AJC: Suddenly all of these people show up and start knocking on the door …
RAR: They would pull their car up — many cars. Some customers would overlap.
GA: There were people that would come back yearly.
RAR: It was a deal.
AJC: It boggles my mind to think of what an exciting time that was.
GA: It exploded, and it was saturated. I remember Grandpa — he couldn’t grasp it. It was beyond him that this had taken off the way it had; the fame meant that he no longer had a private life; this was “their world” and not just his.
AJC: When a tour bus would show up, what did your mom think of the event?
GA: She was always kind of … not reclusive by any means, but she never liked the limelight. There were some women that she befriended; they loved her cosmos, and she would save seeds for them for the next season. She didn’t make herself part of it, but she accepted that is what Felipe was doing, which meant all of these people would come to their home.
RAR: There were times when we were finishing a large order. We’d all work late into the night; those were always really fun times. I didn’t realize at the time, like I do now, the bond that was being formed between three generations of men from the same family, doing something that I think we were fortunate to have. Not everyone grew up like that. Not that anyone’s story is better than anyone else’s, but it is quite special to me.
GA: It was a hub of activity.
RAR: I would watch Grandpa work. His process was he would carve each individual piece of the animal separately and then attach them. That is why the animals are unique. A leg, a leg, an ear, an ear, and then put it all together. So they were almost mini sculptures creating a larger sculpture.
AJC: In some ways it was very serious business: the animal carvings made the family’s living, but in other ways it was really joyous. It was fun.

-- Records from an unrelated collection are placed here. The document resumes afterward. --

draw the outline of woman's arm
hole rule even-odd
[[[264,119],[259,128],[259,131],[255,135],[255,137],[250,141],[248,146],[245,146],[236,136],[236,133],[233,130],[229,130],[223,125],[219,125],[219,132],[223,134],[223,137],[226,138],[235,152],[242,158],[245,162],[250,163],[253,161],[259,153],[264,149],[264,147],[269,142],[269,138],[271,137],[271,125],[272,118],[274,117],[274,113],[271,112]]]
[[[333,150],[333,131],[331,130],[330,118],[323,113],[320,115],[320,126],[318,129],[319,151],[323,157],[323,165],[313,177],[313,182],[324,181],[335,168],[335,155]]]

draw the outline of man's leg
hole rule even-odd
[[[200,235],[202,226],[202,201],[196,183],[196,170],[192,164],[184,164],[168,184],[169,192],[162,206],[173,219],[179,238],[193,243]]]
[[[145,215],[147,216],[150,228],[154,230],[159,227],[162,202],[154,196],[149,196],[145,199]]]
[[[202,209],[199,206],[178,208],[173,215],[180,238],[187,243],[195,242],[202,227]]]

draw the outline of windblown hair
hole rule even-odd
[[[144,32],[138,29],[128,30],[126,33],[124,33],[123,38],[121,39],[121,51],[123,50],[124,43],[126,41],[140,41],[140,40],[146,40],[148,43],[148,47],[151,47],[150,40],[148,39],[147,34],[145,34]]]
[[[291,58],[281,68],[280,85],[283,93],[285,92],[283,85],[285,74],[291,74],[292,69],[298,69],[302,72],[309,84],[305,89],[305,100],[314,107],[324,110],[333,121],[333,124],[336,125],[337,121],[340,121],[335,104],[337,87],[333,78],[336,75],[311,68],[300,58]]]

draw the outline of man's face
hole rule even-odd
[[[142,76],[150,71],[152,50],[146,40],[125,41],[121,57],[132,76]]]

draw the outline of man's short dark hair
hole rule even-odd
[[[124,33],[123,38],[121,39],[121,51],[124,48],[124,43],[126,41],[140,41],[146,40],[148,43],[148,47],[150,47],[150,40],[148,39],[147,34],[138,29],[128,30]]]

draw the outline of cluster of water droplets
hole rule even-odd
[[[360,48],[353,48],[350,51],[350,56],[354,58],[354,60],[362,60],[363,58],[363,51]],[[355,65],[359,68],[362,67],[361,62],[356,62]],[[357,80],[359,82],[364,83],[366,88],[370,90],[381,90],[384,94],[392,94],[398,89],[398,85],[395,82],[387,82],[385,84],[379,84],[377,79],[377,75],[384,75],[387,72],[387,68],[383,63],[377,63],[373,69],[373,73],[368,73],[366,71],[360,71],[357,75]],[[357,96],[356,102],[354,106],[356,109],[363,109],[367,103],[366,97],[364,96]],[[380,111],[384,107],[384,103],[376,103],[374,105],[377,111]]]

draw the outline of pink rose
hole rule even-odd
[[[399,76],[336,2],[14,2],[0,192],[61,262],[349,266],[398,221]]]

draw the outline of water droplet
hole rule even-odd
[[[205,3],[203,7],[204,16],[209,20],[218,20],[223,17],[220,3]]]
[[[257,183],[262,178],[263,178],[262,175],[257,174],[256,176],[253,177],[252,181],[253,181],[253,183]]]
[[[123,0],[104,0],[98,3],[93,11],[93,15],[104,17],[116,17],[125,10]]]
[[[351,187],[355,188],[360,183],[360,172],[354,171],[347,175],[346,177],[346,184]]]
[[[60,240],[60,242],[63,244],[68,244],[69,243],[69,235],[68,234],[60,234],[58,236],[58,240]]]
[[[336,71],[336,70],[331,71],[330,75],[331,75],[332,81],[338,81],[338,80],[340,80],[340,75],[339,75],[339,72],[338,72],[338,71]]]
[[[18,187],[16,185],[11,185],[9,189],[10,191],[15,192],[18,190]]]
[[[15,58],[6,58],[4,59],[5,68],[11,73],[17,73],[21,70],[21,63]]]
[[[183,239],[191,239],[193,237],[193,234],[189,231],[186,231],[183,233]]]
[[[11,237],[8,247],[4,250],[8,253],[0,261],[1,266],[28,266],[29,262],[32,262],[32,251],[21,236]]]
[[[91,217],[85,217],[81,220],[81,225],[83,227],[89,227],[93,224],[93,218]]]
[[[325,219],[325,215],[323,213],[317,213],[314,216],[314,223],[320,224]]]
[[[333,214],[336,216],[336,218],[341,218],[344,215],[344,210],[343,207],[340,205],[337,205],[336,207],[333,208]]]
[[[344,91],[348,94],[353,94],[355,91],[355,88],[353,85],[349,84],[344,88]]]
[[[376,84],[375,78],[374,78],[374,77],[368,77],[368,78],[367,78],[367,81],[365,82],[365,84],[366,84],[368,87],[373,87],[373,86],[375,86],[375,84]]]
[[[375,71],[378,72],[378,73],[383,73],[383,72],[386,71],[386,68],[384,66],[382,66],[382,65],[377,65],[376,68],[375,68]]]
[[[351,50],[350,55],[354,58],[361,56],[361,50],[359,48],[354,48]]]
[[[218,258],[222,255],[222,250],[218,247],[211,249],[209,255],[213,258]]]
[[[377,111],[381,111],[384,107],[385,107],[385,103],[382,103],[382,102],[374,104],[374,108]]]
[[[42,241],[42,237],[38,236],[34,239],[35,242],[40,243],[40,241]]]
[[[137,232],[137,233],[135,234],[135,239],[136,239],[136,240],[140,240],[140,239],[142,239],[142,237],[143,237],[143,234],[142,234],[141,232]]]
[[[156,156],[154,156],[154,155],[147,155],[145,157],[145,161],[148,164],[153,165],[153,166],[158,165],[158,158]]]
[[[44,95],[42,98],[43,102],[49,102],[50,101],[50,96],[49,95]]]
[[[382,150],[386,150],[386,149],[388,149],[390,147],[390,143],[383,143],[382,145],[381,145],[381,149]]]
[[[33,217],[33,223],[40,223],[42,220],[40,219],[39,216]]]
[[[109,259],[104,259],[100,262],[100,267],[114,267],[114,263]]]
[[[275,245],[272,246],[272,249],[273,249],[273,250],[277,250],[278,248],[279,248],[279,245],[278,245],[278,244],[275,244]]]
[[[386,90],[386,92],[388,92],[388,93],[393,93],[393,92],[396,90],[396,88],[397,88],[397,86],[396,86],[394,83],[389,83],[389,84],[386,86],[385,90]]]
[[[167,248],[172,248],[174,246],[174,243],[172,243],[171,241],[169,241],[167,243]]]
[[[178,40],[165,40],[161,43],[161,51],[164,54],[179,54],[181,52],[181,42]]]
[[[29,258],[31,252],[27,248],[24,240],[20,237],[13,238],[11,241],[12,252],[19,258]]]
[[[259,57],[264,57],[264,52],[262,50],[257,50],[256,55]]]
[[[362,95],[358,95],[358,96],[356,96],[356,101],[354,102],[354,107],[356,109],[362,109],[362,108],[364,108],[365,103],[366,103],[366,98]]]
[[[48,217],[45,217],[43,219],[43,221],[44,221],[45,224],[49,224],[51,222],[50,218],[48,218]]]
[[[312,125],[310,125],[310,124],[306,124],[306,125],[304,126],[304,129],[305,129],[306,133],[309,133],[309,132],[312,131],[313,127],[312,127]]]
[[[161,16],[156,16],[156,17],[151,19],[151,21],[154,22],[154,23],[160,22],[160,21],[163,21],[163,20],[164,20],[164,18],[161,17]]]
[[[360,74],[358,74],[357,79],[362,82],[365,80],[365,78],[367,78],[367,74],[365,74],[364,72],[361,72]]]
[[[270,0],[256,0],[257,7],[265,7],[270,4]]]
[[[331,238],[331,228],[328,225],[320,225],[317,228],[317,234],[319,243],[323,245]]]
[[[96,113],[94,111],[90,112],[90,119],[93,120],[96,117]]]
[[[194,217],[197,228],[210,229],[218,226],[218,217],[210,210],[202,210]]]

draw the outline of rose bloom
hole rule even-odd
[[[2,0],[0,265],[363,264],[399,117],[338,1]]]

GA: When he could start working on the pieces, you could see he was blossoming. It was where he needed to be. It was what made him happy. He was in his element.A final note from Andrew John Cecil: I am so grateful to the Archuleta family for sharing their memories with me. And I feel that it is appropriate to give Felipe the final word:
“You know who helped me make this coyote? God, that’s the one — no one else. And I try the best I can; that’s all you can do. If I was any better, I’d have to be a regular artist, a real McCoy.”
Andrew John Cecil is the guest curator for Wooden Menagerie: Made in New Mexico, at the Museum of International Folk Art through February 15, 2015. He has served as curator of collections and exhibitions for the Roswell Museum and Art Center; as program director for 516 Arts, in Albuquerque; and as the exhibition designer for the National Hispanic Cultural Center. He holds an MFA in sculpture from Cranbrook Academy of Art, in Bloomfield Hills, Michigan, and is currently an independent curator and artist, dividing his time between Santa Fe and his sculpture studio in Roswell, New Mexico.